Comment on the social picture drawn in Syed Waliullah’s Tree Without Roots.


The celebrated novel Tree Without Roots by Syed Waliullah depicts the sorrow and happiness, thoughts and dreams, struggle and urge for life of the people in a society hopelessly and helplessly fallen prey to religious fraud. The novel is set in a village called Mahabbatpur in the northern part of the present Bangladesh. This village represents the rural life of the ignorant millions made to accept the feudalistic systems imposed upon them by the chieftains or religious leaders. 

This novel is set in a time just around the Second World War when the genre ‘novel’ has become essentially urban; Syed Waliullah has directed his readers to a hitherto unknown village of northern Bengal and made them encounter an existentialist character Majeed hailing from a barren but populous area of Bengal.
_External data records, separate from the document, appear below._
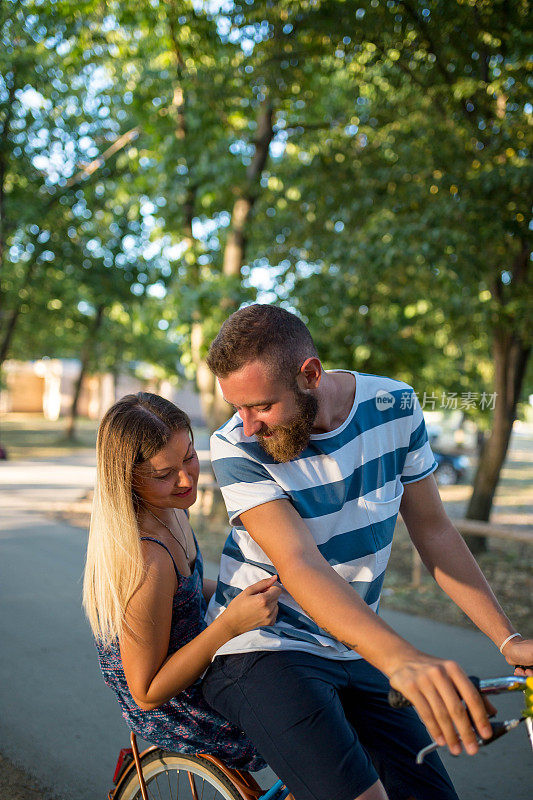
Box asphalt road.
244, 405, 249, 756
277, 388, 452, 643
0, 456, 530, 800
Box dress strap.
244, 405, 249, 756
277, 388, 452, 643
140, 536, 182, 581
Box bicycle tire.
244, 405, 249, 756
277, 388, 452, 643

This man like an uprooted tree enters Mahabbatpur along the road of Motiganj and finds the weapons of his struggle for food and livelihood in an old and broken grave of some yet unknown person, which he identifies as the tomb of some saint and covers It with a piece of red cloth. The villagers become simultaneously alarmed and ashamed that they did not pay proper homage to the tomb of a great person of spiritual power. To compensate for this shameful ignorance, the villagers rush to the tomb with their heartfelt pleas and pledges. The tomb covered with a red cotton cloth, looks like the back of a dead fish and begins to flicker the light of candles and to spread the fragrant smoke from incense sticks. People from the villages around begin to follow with their tales of hope and dismay, success and failure, and gratitude to the tomb and with the shines and tinkers of coins. 

Tree Without Roots depicts the decadent state of the superstitious Muslim Bengal. Majeed struggles existentially, but he uses fraud as a tool for his fight against poverty. By the time he gains victory over poverty, he destroys the serenity in the village's social life and injects dread into it. Majeed’s exploitation of the villagers, his marrying twice, evoking a sense of religious passion in villagers’ minds himself being not that committed—all these events are delineated by Waliullah with an unfailing realistic touch.